Nuestro agradecimiento eterno, por tu desinteresada labor. Y conoces que en nuestra filosofía siempre estuvo realizar todas las gestiones posibles para que nunca se repita otro holocausto, venga de donde venga.
Que el Señor te acompañe, aunque sea por esos montes de los que siempre nos hablabas, y que aseguraste que nunca creyeron en él.

 

Berlín, 20 de mayo de 1977.

Fdo: Klaus Frank.
Presidente de la Fundación Cirus Blend.

 

 

 

5

 

 


Regreso a la falda de la
montaña

 

 

Tu mente lleva muchos años en sintonía con la mía. Más de dos décadas recorriendo el mundo, poniendo nuestro pellejo en juego. Misiones de las que
salíamos indemnes, pero siempre se acumulaban cicatrices de las que nunca
fuimos capaces de desprendernos. Por eso he comprendido lo que ha pasado
por tu mente, nada más que el tren ha emprendiendo el rumbo hacia Asturias,
y has visto las montañas.
«Nicolai, algún día te mostraré los montes asturleoneses —me decías. De ellos brota algo más que sangre y carbón. Nada más que los veas, entenderás por qué desde sus cumbres apostamos a vida o muerte que el mundo tenía que cambiar».

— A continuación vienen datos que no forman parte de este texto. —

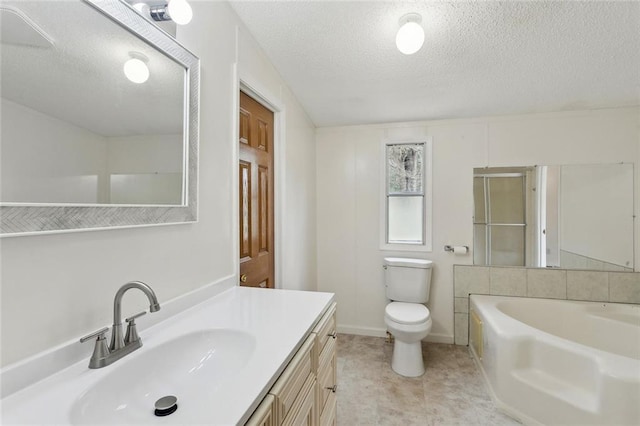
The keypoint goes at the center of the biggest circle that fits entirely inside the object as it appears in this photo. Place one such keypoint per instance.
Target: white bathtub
(557, 361)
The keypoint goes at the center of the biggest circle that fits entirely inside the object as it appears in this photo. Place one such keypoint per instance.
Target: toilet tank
(407, 280)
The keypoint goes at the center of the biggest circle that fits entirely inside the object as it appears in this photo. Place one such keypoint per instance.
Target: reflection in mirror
(83, 145)
(75, 129)
(570, 216)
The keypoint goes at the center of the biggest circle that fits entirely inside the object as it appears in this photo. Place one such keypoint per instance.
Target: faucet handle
(100, 350)
(131, 320)
(99, 334)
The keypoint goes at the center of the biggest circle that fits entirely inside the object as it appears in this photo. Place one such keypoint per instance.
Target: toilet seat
(407, 313)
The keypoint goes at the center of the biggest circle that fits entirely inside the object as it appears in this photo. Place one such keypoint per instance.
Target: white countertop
(277, 319)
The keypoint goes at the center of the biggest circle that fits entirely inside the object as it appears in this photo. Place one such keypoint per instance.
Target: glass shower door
(499, 220)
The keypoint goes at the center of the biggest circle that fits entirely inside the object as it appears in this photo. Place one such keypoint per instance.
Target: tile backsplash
(595, 286)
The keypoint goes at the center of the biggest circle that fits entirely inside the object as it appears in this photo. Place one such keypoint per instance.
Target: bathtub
(558, 361)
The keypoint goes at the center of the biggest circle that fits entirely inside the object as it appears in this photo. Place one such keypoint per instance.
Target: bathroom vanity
(244, 356)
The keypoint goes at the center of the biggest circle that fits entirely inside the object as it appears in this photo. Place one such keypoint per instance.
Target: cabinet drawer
(325, 328)
(289, 385)
(264, 415)
(328, 415)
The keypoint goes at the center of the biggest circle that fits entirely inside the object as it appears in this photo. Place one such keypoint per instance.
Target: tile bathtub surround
(594, 286)
(451, 392)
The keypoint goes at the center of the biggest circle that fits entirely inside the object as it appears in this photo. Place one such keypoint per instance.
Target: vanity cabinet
(304, 394)
(264, 414)
(325, 368)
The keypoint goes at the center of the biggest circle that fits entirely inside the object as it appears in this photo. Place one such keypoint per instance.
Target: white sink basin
(192, 367)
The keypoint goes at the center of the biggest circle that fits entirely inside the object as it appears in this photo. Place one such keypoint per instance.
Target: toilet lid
(407, 313)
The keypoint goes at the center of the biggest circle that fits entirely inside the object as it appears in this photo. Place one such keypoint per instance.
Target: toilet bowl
(409, 323)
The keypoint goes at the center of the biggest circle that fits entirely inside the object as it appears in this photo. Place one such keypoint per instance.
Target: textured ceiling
(479, 58)
(78, 76)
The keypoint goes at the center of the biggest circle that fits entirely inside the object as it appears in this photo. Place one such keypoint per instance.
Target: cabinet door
(288, 389)
(325, 330)
(264, 415)
(306, 415)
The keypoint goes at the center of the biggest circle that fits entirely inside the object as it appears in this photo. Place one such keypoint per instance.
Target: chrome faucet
(104, 355)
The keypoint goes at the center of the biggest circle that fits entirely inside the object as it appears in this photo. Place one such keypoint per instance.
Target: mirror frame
(27, 219)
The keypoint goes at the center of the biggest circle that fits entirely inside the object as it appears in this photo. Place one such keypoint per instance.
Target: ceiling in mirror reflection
(67, 62)
(569, 216)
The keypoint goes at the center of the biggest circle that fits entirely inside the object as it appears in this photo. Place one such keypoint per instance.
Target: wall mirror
(99, 119)
(568, 216)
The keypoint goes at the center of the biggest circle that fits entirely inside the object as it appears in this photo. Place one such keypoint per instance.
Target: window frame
(427, 189)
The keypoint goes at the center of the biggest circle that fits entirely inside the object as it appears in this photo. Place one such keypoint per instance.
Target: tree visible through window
(405, 175)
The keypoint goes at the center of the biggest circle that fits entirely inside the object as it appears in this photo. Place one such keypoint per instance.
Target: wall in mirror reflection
(48, 160)
(570, 216)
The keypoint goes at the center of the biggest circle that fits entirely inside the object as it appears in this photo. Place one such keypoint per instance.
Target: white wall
(71, 170)
(136, 177)
(348, 158)
(56, 288)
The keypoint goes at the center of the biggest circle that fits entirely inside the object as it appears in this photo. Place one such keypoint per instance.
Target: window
(407, 196)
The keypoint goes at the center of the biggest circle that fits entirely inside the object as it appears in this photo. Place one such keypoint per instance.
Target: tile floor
(451, 392)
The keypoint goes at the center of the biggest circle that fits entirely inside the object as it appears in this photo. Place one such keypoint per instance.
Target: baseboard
(382, 332)
(362, 331)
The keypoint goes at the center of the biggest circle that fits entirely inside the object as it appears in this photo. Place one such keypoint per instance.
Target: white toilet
(408, 282)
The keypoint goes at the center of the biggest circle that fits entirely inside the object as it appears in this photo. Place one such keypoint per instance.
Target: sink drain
(166, 405)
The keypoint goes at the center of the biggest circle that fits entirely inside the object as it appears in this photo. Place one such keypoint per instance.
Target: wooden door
(256, 194)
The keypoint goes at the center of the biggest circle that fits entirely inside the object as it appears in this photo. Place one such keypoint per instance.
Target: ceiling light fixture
(178, 11)
(410, 37)
(136, 68)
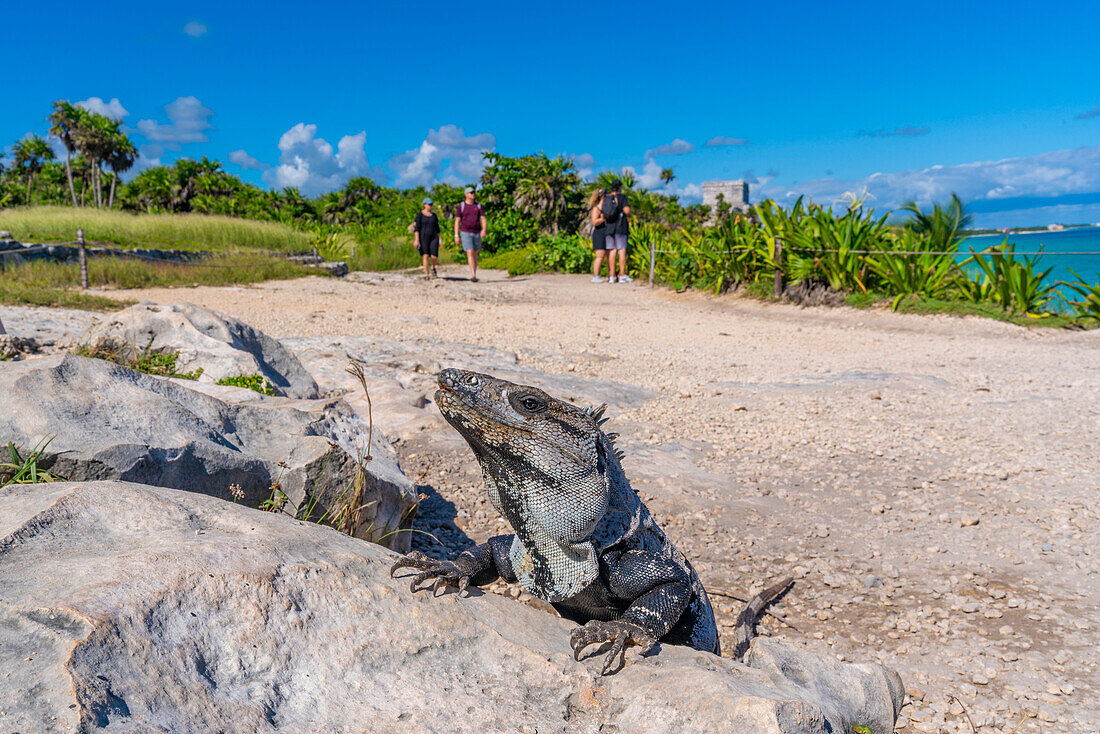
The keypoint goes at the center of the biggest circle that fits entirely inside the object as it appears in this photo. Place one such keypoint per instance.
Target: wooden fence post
(652, 258)
(778, 282)
(83, 256)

También recuerdo aquella misión en Sicilia, en la que aprovechaste para leer a un famoso escritor de la isla: «Sicilia es el mundo, en ella se dan todas las contradicciones existentes», creo que decía. Cuando terminaste uno de sus libros, lo cerraste y, apoyándolo sobre tu pecho, tendido como estabas en la cama, me dijiste: «Mis montañas también son el mundo».
Si he de ser sincero, lo que más gracia me hacía era escucharos a Michael, el escocés, a Jean Pierre, el bretón, y a ti, cuando hablabais de vuestra tierra. A veces llegué a creer que hablabais de un mito encarnado en bosques, montañas y valles.
Esta es tu última misión. Ya no habrá más. Echaré de menos tu olfato, tu temeridad, tu capacidad para mimetizarte con el terreno y esa mala leche guerrillera. Yo seguiré peleando con los burócratas de Belgrado, una pelea que no sé cómo terminará, pues están esperando a que fallezca el Mariscal Tito para lidiar sus propias miserias. Tal vez esto se convierta en un polvorín, pero mejor volvamos a ti, Mayor.
Estás llegando al destino, el valle del Nalón. Podrías apearte en cualquiera de sus estaciones, pero prefieres hacerlo antes de llegar a Santa Bárbara, allí es más fácil que te reconozcan. La Felguera, estás bien ahí.
La estación es pequeña, pero tiene los mismos olores y sonidos de antaño. Y añade sus ausencias y miradas. Estás en casa, tu misión comienza.
Necesitas un alojamiento, pero puede esperar. Aún tienes que contemplar las chimeneas de la térmica, las fachadas de las fábricas, las naves de los talleres, las escombreras de carbón en medio de las montañas, los castilletes de los pozos… Sentir el carbón en el aire, las partículas de polvo bailando al viento y el rugido de las sirenas de los cambios de turno en cualquier empresa. Y paseas por su parque, por su minúsculo parque, y contemplas embobado a un abuelo que observa sonriente cómo juegan sus nietos.